Tuxtla F.C.
- Full name: Tuxtla Fútbol Club
- Nickname: Los Conejos (The Rabbits)
- Founded: 12 July 2017; 8 years ago
- Dissolved: 28 June 2019; 6 years ago
- Ground: Estadio Víctor Manuel Reyna Tuxtla Gutiérrez, Chiapas
- Capacity: 29,001
- Chairman: Enrique Badillo
- League: Liga Premier - Serie A
- 2018-19: 3rd Group II - Quarterfinals
- Website: https://www.facebook.com/tuxtlafcoficial
| Home colours | Away colours |

= Tuxtla F.C. =

Tuxtla F.C. was a Mexican football club from Tuxtla Gutiérrez, Chiapas that was active from July 12, 2017 to June 28, 2019 and competed in the Liga Premier - Serie A of the Segunda División de México, the third division level of Mexican football.

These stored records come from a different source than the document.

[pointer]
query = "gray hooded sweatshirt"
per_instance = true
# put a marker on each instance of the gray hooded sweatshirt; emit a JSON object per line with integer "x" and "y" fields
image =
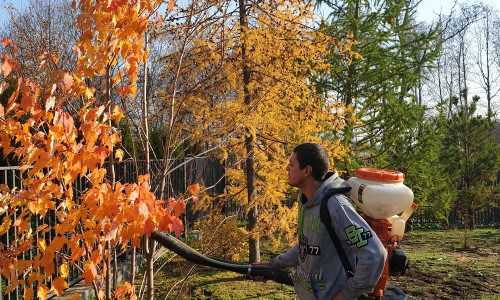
{"x": 318, "y": 271}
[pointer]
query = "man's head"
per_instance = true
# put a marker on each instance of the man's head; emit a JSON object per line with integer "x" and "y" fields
{"x": 308, "y": 160}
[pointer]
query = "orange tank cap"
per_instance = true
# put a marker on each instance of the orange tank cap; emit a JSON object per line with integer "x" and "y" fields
{"x": 380, "y": 175}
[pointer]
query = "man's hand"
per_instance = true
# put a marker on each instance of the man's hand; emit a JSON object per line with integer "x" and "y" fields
{"x": 340, "y": 296}
{"x": 260, "y": 278}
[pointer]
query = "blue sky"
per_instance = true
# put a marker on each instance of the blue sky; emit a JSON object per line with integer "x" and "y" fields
{"x": 429, "y": 10}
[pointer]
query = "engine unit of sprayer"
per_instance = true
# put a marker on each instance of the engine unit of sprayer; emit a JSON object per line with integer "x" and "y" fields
{"x": 381, "y": 195}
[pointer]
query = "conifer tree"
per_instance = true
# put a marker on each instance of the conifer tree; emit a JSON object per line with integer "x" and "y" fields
{"x": 471, "y": 159}
{"x": 382, "y": 86}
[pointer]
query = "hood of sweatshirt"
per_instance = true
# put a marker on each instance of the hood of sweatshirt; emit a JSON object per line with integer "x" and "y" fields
{"x": 331, "y": 181}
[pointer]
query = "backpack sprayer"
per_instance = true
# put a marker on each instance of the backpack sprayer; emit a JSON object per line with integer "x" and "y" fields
{"x": 380, "y": 194}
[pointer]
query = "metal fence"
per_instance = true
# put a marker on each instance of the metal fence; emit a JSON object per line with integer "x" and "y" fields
{"x": 182, "y": 173}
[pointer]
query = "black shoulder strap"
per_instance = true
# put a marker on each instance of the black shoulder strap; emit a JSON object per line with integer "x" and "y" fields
{"x": 327, "y": 220}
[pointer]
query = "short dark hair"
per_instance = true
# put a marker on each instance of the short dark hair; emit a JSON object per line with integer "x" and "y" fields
{"x": 314, "y": 155}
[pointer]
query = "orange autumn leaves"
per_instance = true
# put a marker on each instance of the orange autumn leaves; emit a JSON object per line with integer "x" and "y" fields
{"x": 54, "y": 149}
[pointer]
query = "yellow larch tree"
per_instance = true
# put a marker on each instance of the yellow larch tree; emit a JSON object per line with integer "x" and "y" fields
{"x": 244, "y": 93}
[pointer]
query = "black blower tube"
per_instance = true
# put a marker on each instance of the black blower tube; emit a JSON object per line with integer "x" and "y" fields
{"x": 196, "y": 257}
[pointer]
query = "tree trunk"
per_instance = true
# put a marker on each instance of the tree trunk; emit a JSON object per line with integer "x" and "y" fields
{"x": 252, "y": 214}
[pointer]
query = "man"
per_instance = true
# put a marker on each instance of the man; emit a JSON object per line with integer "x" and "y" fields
{"x": 319, "y": 271}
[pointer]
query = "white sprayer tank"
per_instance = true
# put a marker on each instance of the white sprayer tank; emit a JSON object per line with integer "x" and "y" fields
{"x": 380, "y": 193}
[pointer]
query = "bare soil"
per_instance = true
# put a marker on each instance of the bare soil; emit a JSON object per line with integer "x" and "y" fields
{"x": 441, "y": 268}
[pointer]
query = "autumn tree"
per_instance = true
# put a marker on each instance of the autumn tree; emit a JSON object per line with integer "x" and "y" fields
{"x": 383, "y": 84}
{"x": 244, "y": 93}
{"x": 54, "y": 149}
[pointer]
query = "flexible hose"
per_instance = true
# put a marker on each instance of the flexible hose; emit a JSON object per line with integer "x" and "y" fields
{"x": 196, "y": 257}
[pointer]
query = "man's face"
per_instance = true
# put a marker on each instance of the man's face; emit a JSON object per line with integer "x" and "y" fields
{"x": 296, "y": 175}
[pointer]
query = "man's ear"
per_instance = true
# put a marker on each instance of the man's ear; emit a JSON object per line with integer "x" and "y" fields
{"x": 308, "y": 170}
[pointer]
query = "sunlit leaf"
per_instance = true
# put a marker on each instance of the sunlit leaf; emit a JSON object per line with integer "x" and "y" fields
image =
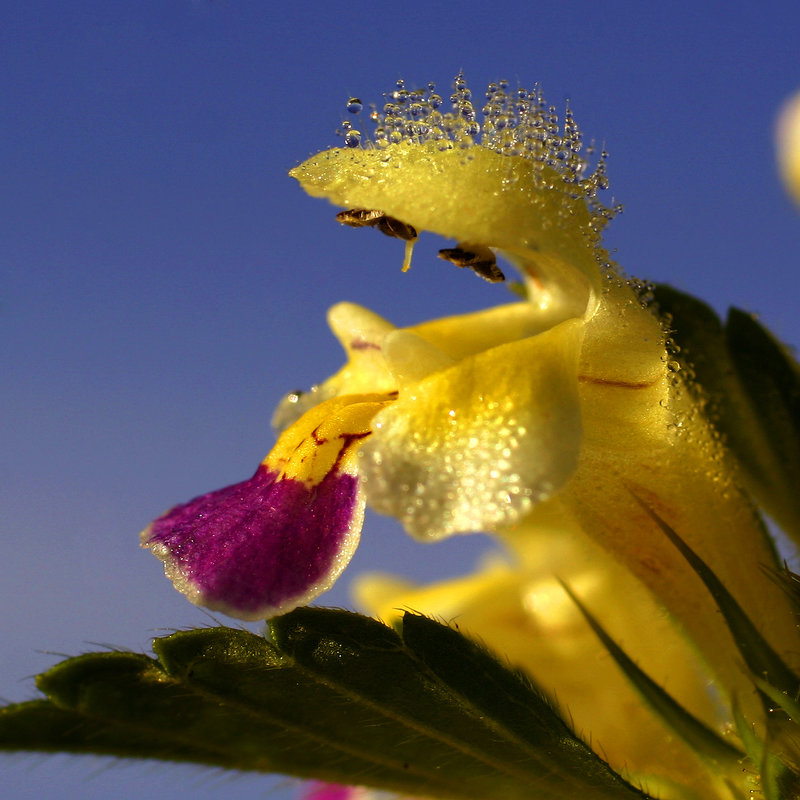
{"x": 337, "y": 697}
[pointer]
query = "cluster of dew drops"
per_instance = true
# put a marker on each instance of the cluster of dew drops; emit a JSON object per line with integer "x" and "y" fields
{"x": 511, "y": 122}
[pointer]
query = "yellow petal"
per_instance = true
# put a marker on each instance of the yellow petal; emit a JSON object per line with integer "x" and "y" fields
{"x": 522, "y": 613}
{"x": 472, "y": 195}
{"x": 474, "y": 446}
{"x": 326, "y": 438}
{"x": 788, "y": 146}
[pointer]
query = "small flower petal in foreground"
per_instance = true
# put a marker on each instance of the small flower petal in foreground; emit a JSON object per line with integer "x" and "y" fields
{"x": 788, "y": 146}
{"x": 264, "y": 546}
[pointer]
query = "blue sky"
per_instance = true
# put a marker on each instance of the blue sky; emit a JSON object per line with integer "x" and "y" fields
{"x": 164, "y": 282}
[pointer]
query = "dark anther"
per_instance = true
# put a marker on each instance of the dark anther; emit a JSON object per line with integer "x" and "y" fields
{"x": 364, "y": 218}
{"x": 478, "y": 258}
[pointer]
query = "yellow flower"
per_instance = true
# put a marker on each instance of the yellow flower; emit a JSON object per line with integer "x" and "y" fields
{"x": 561, "y": 423}
{"x": 788, "y": 140}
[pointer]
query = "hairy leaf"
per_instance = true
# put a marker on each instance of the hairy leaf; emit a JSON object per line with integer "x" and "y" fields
{"x": 335, "y": 696}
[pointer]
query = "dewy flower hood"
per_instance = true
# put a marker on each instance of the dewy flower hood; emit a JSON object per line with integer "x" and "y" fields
{"x": 567, "y": 402}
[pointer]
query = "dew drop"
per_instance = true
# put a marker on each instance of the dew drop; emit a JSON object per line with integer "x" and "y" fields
{"x": 352, "y": 138}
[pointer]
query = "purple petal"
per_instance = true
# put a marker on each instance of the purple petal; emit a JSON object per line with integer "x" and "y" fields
{"x": 261, "y": 547}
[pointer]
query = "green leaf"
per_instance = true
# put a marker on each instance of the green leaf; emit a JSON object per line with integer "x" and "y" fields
{"x": 778, "y": 781}
{"x": 337, "y": 697}
{"x": 760, "y": 657}
{"x": 701, "y": 739}
{"x": 752, "y": 386}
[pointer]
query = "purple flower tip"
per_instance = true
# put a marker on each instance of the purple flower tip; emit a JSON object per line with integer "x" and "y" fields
{"x": 261, "y": 547}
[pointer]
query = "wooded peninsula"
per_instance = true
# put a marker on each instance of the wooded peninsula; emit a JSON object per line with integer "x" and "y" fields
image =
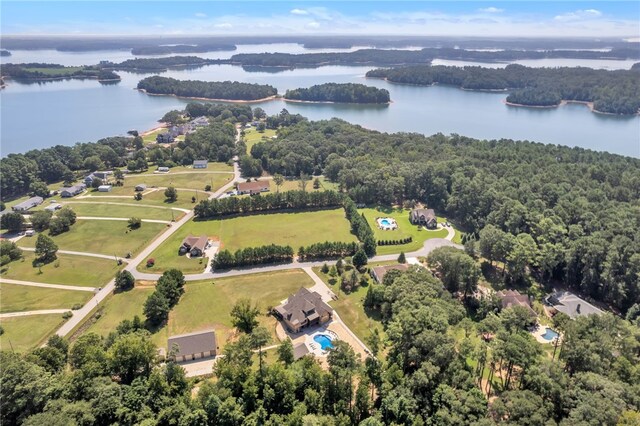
{"x": 613, "y": 92}
{"x": 341, "y": 93}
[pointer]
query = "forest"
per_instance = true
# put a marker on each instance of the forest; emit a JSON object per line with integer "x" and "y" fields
{"x": 228, "y": 90}
{"x": 342, "y": 93}
{"x": 615, "y": 92}
{"x": 574, "y": 212}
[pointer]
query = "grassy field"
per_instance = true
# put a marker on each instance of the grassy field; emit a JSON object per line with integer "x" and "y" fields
{"x": 70, "y": 270}
{"x": 24, "y": 333}
{"x": 295, "y": 229}
{"x": 252, "y": 136}
{"x": 405, "y": 229}
{"x": 112, "y": 210}
{"x": 18, "y": 298}
{"x": 103, "y": 237}
{"x": 207, "y": 304}
{"x": 118, "y": 307}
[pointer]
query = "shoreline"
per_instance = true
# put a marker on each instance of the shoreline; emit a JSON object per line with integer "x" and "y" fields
{"x": 239, "y": 101}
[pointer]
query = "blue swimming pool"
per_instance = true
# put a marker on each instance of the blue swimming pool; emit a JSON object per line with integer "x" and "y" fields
{"x": 323, "y": 340}
{"x": 550, "y": 334}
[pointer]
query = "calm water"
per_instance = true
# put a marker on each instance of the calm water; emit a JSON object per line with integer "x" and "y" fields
{"x": 46, "y": 114}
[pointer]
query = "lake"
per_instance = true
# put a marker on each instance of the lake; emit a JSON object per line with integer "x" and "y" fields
{"x": 41, "y": 115}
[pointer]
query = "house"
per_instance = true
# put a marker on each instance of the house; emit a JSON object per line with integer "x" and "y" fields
{"x": 512, "y": 298}
{"x": 164, "y": 138}
{"x": 252, "y": 188}
{"x": 200, "y": 164}
{"x": 71, "y": 191}
{"x": 379, "y": 272}
{"x": 198, "y": 345}
{"x": 570, "y": 304}
{"x": 28, "y": 204}
{"x": 195, "y": 246}
{"x": 425, "y": 217}
{"x": 303, "y": 309}
{"x": 53, "y": 207}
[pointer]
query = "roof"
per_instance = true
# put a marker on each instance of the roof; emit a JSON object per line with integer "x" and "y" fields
{"x": 572, "y": 305}
{"x": 511, "y": 298}
{"x": 302, "y": 305}
{"x": 300, "y": 350}
{"x": 27, "y": 204}
{"x": 253, "y": 186}
{"x": 193, "y": 343}
{"x": 381, "y": 271}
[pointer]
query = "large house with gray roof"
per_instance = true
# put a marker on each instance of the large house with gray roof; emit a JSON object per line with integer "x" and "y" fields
{"x": 303, "y": 309}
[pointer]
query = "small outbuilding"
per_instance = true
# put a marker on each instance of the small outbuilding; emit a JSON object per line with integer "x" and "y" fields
{"x": 192, "y": 346}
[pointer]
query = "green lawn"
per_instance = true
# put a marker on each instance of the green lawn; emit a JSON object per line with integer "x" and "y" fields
{"x": 295, "y": 229}
{"x": 118, "y": 307}
{"x": 17, "y": 298}
{"x": 405, "y": 229}
{"x": 109, "y": 237}
{"x": 82, "y": 271}
{"x": 112, "y": 210}
{"x": 207, "y": 304}
{"x": 24, "y": 333}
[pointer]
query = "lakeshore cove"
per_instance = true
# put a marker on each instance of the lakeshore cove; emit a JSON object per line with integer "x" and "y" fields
{"x": 44, "y": 114}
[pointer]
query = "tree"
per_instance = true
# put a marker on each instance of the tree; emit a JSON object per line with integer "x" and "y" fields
{"x": 359, "y": 259}
{"x": 12, "y": 221}
{"x": 156, "y": 308}
{"x": 171, "y": 194}
{"x": 124, "y": 280}
{"x": 40, "y": 220}
{"x": 244, "y": 316}
{"x": 45, "y": 249}
{"x": 278, "y": 179}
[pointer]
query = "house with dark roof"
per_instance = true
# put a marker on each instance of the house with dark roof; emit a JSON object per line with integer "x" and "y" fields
{"x": 191, "y": 346}
{"x": 200, "y": 164}
{"x": 571, "y": 304}
{"x": 303, "y": 309}
{"x": 28, "y": 204}
{"x": 253, "y": 187}
{"x": 379, "y": 272}
{"x": 424, "y": 217}
{"x": 511, "y": 298}
{"x": 195, "y": 246}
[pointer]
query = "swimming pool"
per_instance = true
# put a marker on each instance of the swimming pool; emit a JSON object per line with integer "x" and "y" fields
{"x": 324, "y": 341}
{"x": 550, "y": 334}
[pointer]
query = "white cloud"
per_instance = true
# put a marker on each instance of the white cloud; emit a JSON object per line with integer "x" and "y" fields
{"x": 490, "y": 10}
{"x": 579, "y": 15}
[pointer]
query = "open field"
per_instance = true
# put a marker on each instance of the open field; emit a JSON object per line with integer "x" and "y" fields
{"x": 113, "y": 210}
{"x": 103, "y": 237}
{"x": 118, "y": 307}
{"x": 82, "y": 271}
{"x": 24, "y": 333}
{"x": 295, "y": 229}
{"x": 207, "y": 304}
{"x": 405, "y": 229}
{"x": 19, "y": 298}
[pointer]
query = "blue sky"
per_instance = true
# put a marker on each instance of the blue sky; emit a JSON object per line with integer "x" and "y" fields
{"x": 513, "y": 18}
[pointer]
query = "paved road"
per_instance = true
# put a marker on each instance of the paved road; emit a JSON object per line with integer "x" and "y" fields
{"x": 56, "y": 286}
{"x": 29, "y": 313}
{"x": 82, "y": 253}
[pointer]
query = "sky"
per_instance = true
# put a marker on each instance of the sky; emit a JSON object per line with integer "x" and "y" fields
{"x": 426, "y": 18}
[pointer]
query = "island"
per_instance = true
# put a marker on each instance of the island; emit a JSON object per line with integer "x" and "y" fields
{"x": 610, "y": 92}
{"x": 207, "y": 90}
{"x": 339, "y": 93}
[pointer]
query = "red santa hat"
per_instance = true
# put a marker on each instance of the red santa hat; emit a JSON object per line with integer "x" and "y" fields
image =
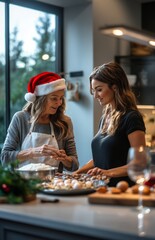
{"x": 43, "y": 84}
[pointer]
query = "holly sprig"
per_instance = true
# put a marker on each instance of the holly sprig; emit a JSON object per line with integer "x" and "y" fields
{"x": 15, "y": 188}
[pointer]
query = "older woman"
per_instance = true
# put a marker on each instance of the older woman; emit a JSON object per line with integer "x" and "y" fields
{"x": 41, "y": 132}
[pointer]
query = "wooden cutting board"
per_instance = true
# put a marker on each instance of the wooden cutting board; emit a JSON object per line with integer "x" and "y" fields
{"x": 124, "y": 199}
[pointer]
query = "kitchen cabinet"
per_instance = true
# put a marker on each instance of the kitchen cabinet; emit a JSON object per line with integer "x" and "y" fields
{"x": 144, "y": 69}
{"x": 73, "y": 217}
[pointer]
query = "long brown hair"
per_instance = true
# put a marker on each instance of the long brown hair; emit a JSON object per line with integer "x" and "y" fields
{"x": 113, "y": 74}
{"x": 58, "y": 120}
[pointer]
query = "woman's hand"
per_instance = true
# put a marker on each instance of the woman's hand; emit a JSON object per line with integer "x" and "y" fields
{"x": 45, "y": 150}
{"x": 96, "y": 171}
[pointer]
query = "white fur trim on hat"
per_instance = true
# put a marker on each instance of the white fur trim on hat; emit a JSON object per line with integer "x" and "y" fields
{"x": 50, "y": 87}
{"x": 30, "y": 97}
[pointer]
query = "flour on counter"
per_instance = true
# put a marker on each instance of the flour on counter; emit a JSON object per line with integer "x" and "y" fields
{"x": 35, "y": 167}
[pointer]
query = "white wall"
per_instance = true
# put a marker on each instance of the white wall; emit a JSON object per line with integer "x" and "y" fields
{"x": 111, "y": 12}
{"x": 78, "y": 52}
{"x": 84, "y": 48}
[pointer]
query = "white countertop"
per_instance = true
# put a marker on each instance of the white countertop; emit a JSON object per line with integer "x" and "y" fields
{"x": 76, "y": 214}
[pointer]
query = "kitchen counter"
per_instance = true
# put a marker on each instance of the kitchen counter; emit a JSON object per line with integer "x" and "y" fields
{"x": 73, "y": 217}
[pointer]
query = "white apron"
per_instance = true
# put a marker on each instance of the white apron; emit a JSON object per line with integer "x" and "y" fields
{"x": 34, "y": 139}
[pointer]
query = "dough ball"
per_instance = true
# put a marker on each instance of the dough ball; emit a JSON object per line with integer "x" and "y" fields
{"x": 102, "y": 189}
{"x": 134, "y": 189}
{"x": 115, "y": 190}
{"x": 122, "y": 185}
{"x": 146, "y": 190}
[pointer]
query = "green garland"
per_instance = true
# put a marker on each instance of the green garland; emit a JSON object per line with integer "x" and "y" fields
{"x": 13, "y": 187}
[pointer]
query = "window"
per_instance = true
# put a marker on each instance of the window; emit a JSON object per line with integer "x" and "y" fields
{"x": 33, "y": 45}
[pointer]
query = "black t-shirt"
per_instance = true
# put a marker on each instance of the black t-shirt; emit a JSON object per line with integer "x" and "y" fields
{"x": 111, "y": 151}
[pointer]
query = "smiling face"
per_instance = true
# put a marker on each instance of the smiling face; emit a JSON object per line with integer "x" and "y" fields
{"x": 53, "y": 102}
{"x": 102, "y": 92}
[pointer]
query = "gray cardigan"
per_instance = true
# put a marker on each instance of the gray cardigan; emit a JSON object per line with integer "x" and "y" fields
{"x": 19, "y": 128}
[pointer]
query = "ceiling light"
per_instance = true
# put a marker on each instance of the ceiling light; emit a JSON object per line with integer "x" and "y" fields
{"x": 130, "y": 34}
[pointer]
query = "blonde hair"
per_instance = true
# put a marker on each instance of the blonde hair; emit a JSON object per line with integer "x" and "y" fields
{"x": 113, "y": 74}
{"x": 58, "y": 120}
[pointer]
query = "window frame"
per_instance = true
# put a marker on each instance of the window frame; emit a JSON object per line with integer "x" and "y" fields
{"x": 49, "y": 8}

They played their home team match games at the Estadio Víctor Manuel Reyna.

== History ==
After local team named Chiapas F.C. was dissolved in July 2017, Jiquipilas Valle Verde F.C. was moved from Jiquipilas to Tuxtla Gutiérrez and changed its name to Tuxtla F.C. It played in the Liga Premier–Serie A, the third tier of the Segunda División de México in the 2017/18 and 2018/19 seasons. In May 2019, Cafetaleros de Tapachula was moved to Tuxtla Gutiérrez and renamed Cafetaleros de Chiapas, so on June 28, 2019, Tuxtla F.C. was dissolved and their entry in the league was taken by a Cafetaleros reserve team.